Borussias Reifeprüfung vertagt - Favre: „Alles offen“
Sevilla (dpa) - Den Mönchengladbacher Spielern kam das irgendwie nicht ganz geheuer vor: Die 2100 Borussia-Fans auf den Tribünen des altehrwürdigen Estadio Ramón Sánchez Pizjuán sangen nach dem 0:1 (0:0) beim FC Sevilla inbrünstig vom „geilsten Club der Welt“.
Sie wollten ihre Lieblinge in die Kurve locken, um sie dort trotz der Niederlage zu feiern. Geradezu schüchtern schlichen die Fußballprofis herbei und wirkten beinahe ratlos ob der euphorischen Gesänge nach dem verlorenen Hinspiel in der ersten K.o.-Runde der Europa League.
Die Anhänger des fünfmaligen deutschen Meisters tobten sich vor Freude fast aus, obwohl es überhaupt nichts zu lobpreisen gab. Eine höchst akzeptable Leistung vielleicht, aber nicht das Resultat. 0:1 beim Titelverteidiger FC Sevilla und die Frage vor dem Rückspiel am 26. Februar im Borussia-Park: Schafft die Mannschaft endlich die internationale Reifeprüfung nach dem vorzeitigen Aus vor zwei Jahren gegen Lazio Rom und zieht ins Achtelfinale ein?
Für Max Eberl eine klare Sache: „Es war hohes Niveau, wir haben Sevilla die Stirn geboten. Und die Art und Weise gibt berechtige Hoffnung, dass wir weiterkommen können“, kommentierte der Borussia-Sportdirektor die Niederlage in Andalusien durch das Tor von Vicente Iborra in der 70. Minute. Diese Ausgangsposition sei machbar, „das Spiel gibt mir Mut, dass wir zu Hause gegen Sevilla bestehen können“, unterstrich Eberl.
Die Gladbach-Profis waren deutlich weniger angetan. Abwehrchef Martin Stranzl machte klar, dass der Minimalisten-Fußball, der sich irgendwie eingeschlichen hat, nicht zwangsweise zum Erfolg führt wie noch beim 1:0 gegen Köln am vergangenen Wochenende in der Bundesliga. „Es geht im Fußball um Tore - und die haben wir versäumt zu machen“, klagte Stranzl.

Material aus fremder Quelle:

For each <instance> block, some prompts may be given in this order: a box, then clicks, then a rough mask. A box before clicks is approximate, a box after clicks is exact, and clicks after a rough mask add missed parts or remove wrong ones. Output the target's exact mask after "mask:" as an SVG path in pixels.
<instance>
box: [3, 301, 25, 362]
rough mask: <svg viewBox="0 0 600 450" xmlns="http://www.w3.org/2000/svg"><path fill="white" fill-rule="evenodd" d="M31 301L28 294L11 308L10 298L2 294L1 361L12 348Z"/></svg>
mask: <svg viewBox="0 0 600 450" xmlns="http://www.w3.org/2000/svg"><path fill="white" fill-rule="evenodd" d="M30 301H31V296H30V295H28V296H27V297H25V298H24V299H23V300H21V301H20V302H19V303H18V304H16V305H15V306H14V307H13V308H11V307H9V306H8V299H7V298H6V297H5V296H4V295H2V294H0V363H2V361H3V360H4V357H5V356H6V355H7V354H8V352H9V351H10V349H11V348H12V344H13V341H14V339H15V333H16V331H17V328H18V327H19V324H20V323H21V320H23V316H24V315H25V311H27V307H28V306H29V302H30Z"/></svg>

Der Borussia-Kapitän verhehlte nicht seinen Ärger nach dem fünften 0:1 oder 1:0 in der Rückrunde. Er wollte, noch ein wenig im Frust, „ein, zwei, drei Bier in der Bar“ trinken. Stranzl war vom Minimalisten-Fußball auch deshalb so verärgert, „weil wir eigentlich ein gutes Spiel gemacht haben“. Aus Sicht von Trainer Lucien Favre ist „noch alles offen“. Für Weltmeister Christoph Kramer, der am Spieltag 24 Jahre alt wurde, war es dennoch „ein doofes und unnötiges Ergebnis“, für die Schweizer Granit Xhaka und Yann Sommer war das 0:1 unisono „bitter“.
Zum Lamentieren indes bleibt überhaupt keine Zeit. Am Sonntag (15.30 Uhr) muss die Borussia beim Hamburger SV antreten, danach sind Paderborn, Mainz und Hannover die Gegner in der Bundesliga. „Da kann man zwölf Punkte holen, ohne größenwahnsinnig zu sein“, meinte Kramer.
Das ist das eigentliche Ziel der Borussia: Auf Europas kleinerer Fußball-Bühne muss man nicht zwangsweise über den Vorjahresgewinner triumphieren. Viel wichtiger ist, in der Liga erfolgreich zu bleiben und Rang drei bis zum Ende erfolgreich zu verteidigen. Dann ist die Reifeprüfung bestanden. Und dann winkt auch das richtig große Geld. Denn die Europa League lohnt nicht wirklich: 200 000 Euro gab es für die Runde der besten 32, 350 000 wären es für das Achtelfinale. In der Champions League sind es dann schon 3,5 Millionen Euro.